The laws to which men are subject under duty grow from the religion on which they are founded. False religion, which ultimately brings nihilism and despair, leads to despotism. True liberty is derived only from true religion, and it will thrive only insofar as law serves justly. “Law is justice—simple and clear, precise and unbounded.”6

It was noted earlier that the benefit of religion to society is that it directs, focuses, and intensifies the duty of man—or, as Acton wrote, it “creates and strengthens the notion of duty.” True religion directs and focuses society through freedom, and it functions to release men from tyranny and fear. True religion, in that it applies to all men, establishes the barriers of duty. A man who chooses to drive sixty miles per hour along a winding highway can remain relatively unconcerned as long as he is reasonably confident that all drivers in that region are familiar with, and abide by, general driving laws. The center yellow line on the road is what gives him growing confidence and freedom, not fear. This freedom through law and regulation brings about the true liberty needed to perform one’s duty.

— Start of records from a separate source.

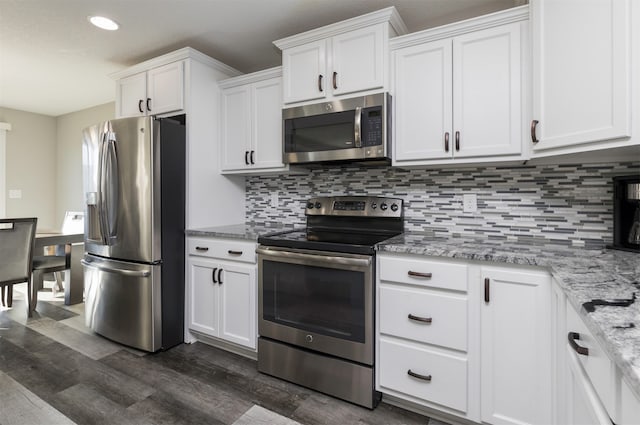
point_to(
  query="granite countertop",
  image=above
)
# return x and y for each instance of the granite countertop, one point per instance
(583, 274)
(245, 231)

Further, religion is the means by which a man may be extruded to greater levels of duty. “To be extruded is to be forced out under pressure into a desired shape.”7 True religion is that mechanism that forces, at high pressure, the soft metal of men through a die, to attain a desired shape. Religion molds and forms us. To be formed is naturally restrictive, but the ultimate purpose is to produce something of significance and function. A shapeless mass of metal is not restricted by shape, but neither can it function as a hammer, a ring, or some other object. It is the die that gives the metal freedom to be something; in the same way, the die of religion makes free the spirits of men. In this way, “The greater the strength of duty, the greater the liberty.”

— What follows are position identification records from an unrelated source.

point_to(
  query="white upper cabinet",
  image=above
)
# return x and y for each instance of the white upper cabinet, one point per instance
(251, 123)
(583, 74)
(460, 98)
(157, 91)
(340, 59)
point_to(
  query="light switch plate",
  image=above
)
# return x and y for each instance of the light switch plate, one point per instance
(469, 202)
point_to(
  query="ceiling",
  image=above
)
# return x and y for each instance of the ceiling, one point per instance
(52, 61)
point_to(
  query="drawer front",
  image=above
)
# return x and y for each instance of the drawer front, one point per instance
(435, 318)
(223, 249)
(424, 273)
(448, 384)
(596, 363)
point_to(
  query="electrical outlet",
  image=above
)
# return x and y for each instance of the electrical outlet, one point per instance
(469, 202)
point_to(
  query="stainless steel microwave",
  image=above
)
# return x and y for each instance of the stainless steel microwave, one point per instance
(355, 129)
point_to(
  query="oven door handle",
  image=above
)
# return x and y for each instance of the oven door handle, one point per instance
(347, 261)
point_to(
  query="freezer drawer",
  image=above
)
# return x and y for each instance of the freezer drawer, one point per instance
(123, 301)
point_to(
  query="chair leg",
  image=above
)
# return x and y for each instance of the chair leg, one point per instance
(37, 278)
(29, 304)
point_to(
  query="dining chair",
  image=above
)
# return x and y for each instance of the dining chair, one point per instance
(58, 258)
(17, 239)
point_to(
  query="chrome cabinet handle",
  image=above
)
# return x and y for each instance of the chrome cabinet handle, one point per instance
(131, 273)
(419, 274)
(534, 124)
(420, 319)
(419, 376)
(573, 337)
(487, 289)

It must be stated that this function of duty cannot be achieved through fear. Fear is not freedom. Where there is freedom, law establishes a system wherein fear need not exist. Fear exists only in the reduction or perversion of the law, for then freedom has ended and duty will no longer be obeyed. This is when men must be kept by fear, for the law has been perverted, reduced to some level of tyrannical rule, and it becomes the yoke of slavery. This is what I believe Acton meant by saying, “The more they are kept by fear, the less they are free.” But where law is used properly, duty prevails, for “the law is good [only] if one uses it lawfully, knowing …that the law is not made for a righteous person, but for the lawless and insubordinate” (1 Timothy 1:8). In corrupt systems, fear subjects all free men to slavery; true law binds only the lawless one.

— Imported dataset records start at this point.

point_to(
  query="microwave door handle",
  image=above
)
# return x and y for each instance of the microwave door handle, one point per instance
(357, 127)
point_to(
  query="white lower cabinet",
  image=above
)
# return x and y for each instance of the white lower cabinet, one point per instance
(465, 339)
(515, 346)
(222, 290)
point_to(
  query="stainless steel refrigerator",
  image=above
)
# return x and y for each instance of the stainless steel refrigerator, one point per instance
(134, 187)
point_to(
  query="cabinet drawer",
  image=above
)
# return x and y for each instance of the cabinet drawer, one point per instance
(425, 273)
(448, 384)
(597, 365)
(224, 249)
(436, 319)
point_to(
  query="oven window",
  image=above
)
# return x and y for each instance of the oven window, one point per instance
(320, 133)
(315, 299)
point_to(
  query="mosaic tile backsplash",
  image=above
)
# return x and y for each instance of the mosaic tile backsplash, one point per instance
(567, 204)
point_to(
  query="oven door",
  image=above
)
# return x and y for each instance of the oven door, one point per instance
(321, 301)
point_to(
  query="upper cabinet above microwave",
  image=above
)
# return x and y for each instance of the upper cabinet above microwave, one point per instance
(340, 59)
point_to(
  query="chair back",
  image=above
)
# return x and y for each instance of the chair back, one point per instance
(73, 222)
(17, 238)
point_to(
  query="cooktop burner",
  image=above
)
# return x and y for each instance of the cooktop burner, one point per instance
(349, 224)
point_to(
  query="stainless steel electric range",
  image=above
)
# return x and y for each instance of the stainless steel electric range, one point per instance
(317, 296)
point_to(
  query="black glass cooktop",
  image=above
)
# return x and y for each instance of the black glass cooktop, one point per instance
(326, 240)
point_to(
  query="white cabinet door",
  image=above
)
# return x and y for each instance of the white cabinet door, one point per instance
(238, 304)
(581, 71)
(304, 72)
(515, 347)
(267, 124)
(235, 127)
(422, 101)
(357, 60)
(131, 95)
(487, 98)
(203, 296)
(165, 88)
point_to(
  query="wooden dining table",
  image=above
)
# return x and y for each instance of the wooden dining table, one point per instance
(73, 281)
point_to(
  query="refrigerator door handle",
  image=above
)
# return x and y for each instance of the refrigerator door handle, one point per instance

Law derives its nature and power from the religion on which it is established. The God of true religion alone is a suitable basis for religion. The duty that flows from this stable base will be greater than the fear and subjugation that flow from false religion. Religion forms men into the image of either freemen or slaves—if slaves, then only by fear; but if free men, then to a greater dutiful purpose through function and form. In this way, the power of nations is directed toward greater fulfillment of purpose and meaning: freedom and liberty.

Notes

  1. Morton H. Smith, Systematic Theology (Greenville, S.C.: Greenville Seminary Press, 1994), 13.
  2. Charles Dickens, A Tale of Two Cities (New York: Penguin, 2000 [1859]), 140.
  3. Bryan Chapell, Christ-Centered Preaching (Grand Rapids, Mich.: Baker Books, 1999), 157.
  4. Frederic Bastiat, The Law (Irvington-on-Hudson, N.Y.: Foundation for Economic Education, 1950), 51.
  5. Jerry Bridges, Transforming Grace (Colorado Springs, Colo.: Navpress, 1991), 131.
  6. Bastiat, 68.
  7. Francis A. Schaeffer, The Complete Works of Francis A. Schaeffer (Wheaton, Ill.: Good News Publishers, 1982), 3:12.